As the Writers Guild of America strike ends its third week, it’s worth remembering that there was a time when strikes by the WGA were like Jerry Lee Lewis marriages. Don’t like the current one? Just wait. There’ll be another one along any minute, and it’ll be even more destructive for all concerned.
Which is not to say any of them could have been avoided. (WGA strikes, that is. Who knows from Jerry Lee’s troubles?) It is a sad, frustrating part of Hollywood history that now and again, financial inequities creep up or the studio heads get even greedier than usual, and the WGA is presented with what it considers an unacceptable offer by the Alliance of Motion Picture Television Producers (AMPTP).
The AMPTP, to use the labor terminology, is a “multi-employer bargaining unit,” a group that in this case negotiates with all the major unions on behalf of the major studios. Once the AMPTP has its deal in place with a union, independent producers sign what are called “Me-Too” contracts, meaning that they agree to the same terms.

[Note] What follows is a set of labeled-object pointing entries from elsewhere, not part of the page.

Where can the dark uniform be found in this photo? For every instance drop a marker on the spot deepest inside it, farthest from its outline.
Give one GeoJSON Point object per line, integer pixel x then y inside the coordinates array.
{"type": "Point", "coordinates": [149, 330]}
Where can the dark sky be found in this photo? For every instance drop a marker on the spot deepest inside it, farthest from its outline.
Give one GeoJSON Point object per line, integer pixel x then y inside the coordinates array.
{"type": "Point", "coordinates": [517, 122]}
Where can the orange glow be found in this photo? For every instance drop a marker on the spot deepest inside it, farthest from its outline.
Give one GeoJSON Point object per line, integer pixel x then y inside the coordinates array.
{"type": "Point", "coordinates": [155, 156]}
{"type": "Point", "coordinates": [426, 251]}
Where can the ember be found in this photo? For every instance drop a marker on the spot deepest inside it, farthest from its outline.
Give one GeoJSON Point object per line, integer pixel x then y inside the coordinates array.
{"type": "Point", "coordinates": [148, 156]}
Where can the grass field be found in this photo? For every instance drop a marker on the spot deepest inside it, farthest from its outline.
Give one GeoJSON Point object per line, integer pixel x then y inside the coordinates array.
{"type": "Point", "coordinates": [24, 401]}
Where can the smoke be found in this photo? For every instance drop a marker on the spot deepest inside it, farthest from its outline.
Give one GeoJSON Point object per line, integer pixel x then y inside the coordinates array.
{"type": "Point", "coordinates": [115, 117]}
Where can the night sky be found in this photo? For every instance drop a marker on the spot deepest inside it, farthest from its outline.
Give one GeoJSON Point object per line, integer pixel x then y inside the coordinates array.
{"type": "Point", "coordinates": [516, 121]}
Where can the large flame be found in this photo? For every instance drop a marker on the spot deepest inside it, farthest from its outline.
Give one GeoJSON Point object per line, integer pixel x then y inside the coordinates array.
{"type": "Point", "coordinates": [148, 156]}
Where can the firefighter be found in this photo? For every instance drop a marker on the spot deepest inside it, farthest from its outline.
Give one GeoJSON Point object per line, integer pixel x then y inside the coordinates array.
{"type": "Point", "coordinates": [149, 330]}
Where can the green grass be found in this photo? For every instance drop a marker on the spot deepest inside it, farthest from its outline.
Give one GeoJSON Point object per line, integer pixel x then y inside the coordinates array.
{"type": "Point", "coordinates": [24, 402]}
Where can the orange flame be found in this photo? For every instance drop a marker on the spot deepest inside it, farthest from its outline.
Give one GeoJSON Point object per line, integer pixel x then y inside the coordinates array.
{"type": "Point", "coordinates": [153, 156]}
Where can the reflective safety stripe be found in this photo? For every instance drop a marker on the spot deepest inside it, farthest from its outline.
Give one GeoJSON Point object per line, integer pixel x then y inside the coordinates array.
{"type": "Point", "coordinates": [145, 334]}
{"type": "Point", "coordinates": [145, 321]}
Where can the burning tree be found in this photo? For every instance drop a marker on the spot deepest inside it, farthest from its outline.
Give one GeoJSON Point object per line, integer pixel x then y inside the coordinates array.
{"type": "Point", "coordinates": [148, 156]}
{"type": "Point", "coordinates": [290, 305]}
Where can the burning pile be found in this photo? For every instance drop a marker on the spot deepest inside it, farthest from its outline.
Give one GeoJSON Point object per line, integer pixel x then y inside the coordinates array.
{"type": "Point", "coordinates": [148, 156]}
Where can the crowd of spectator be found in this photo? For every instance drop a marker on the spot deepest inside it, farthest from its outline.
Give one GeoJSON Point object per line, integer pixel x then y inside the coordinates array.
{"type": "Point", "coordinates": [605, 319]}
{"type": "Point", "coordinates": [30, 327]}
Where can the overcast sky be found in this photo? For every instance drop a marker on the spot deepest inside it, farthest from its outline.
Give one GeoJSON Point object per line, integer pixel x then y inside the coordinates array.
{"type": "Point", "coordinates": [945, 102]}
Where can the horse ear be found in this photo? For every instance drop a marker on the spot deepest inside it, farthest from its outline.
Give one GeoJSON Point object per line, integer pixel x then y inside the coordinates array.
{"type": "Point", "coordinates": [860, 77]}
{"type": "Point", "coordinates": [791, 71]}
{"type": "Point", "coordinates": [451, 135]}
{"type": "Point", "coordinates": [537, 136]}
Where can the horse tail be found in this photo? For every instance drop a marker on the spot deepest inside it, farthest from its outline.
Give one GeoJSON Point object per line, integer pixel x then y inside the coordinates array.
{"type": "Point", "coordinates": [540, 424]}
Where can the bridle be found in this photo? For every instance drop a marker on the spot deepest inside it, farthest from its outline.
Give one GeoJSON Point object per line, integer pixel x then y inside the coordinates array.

So, in essence, the AMPTP negotiates on behalf of everyone who hires union members. Too often, the way they negotiate is to hand the union or guild a “take it or leave it” offer full of rollbacks, cuts, and other onerous terms. To leave it is to go on strike. Sometimes, if the union is willing to bargain far enough ahead, they can whittle the rollbacks down a bit and claim that as a win.
It’s always been like this, right down to the producers’ rhetoric and the suggestions that they can live well without us. That’s what they were saying back in 1933 when ten top crafters of movie scripts agreed to organize. Immediately and predictably, the studios resisted: They would never recognize such a coalition, and anyone who joined would find themselves unemployed and unemployable. It took nine years of threats, legal wranglings, and National Labor Relations Board rulings before the Screen Writers Guild was able to negotiate its first contract.
They proposed a new cable/cassette formula that was much lower – an 80 percent reduction by some estimates, greater by others. There was really no money in those markets, they said, and what meager revenues existed were necessary to offset losses in other venues. (These are “losses” as defined by people who insist their top-grossing projects are still in deficit and therefore, there’s no money due to anyone with a share of profits. Are they still telling Alan Alda that the M*A*S*H TV show was a money loser?) There was some talk of studies. If – big if – it turned out that selling movies on videotape was more lucrative than the writers expected, adjustments would be made down the line. It turned out, of course, that home video was more profitable than anyone anticipated. But somehow, no adjustments ever occurred – and I doubt anyone really expected they would. “We’ll conduct a study” is something you agree to so the side that got the short end in the deal can save a little face.
The reduction in cable/cassette residuals was a deal breaker for them that year: No contract until we agreed to it. It was a deal breaker for us, too – mostly. We voted “no,” but it was a tepid “no.” The Guild was split, our leadership didn’t know how to cope with that split, and the strike collapsed after three ugly weeks. We took the rollback. No one’s quite figured how much writers lost, let alone calculated the losses for all the other folks in town who had deals linked to ours, either explicitly or due to pattern bargaining. The number is in the many billions – and beyond that, we can’t bear to think about it. But of course the studios can. They look at how much they made off any salary rollbacks the same way they look at how much they make off any box office blockbuster. Immediately, they start thinking, “Sequel!”
In 1988, when the rolled-back WGA contract came up for renewal, the Producers did what one does when someone stupid is on the hook: They tried the same strategy again. They came at us with a series of demands that were not quite as noxious, but still pretty bad. Again, it was “Take this or there’s no contract.” This time, though, we’d learned, and we had better leadership. The strike of that year lasted 22 weeks – one day longer than the strike of ’60 – and while we ended up agreeing to some of the cuts, we cost the Producers a lot more than they cost us.
Which is why we have this strike. If it seems destructive, remember that Screen Actors Guild and Directors Guild negotiations are up next. They’re as militant in key areas as we are, which is why the Producers are so determined to make the writers yield. [Emphasis added.] We’re just the first ones into the fray and if the AMPTP can hold us down, they’ll have a stronger position when they face off on other battlefields. Remember those two words: pattern bargaining. Hollywood’s going to be hearing them a lot, one way or the other.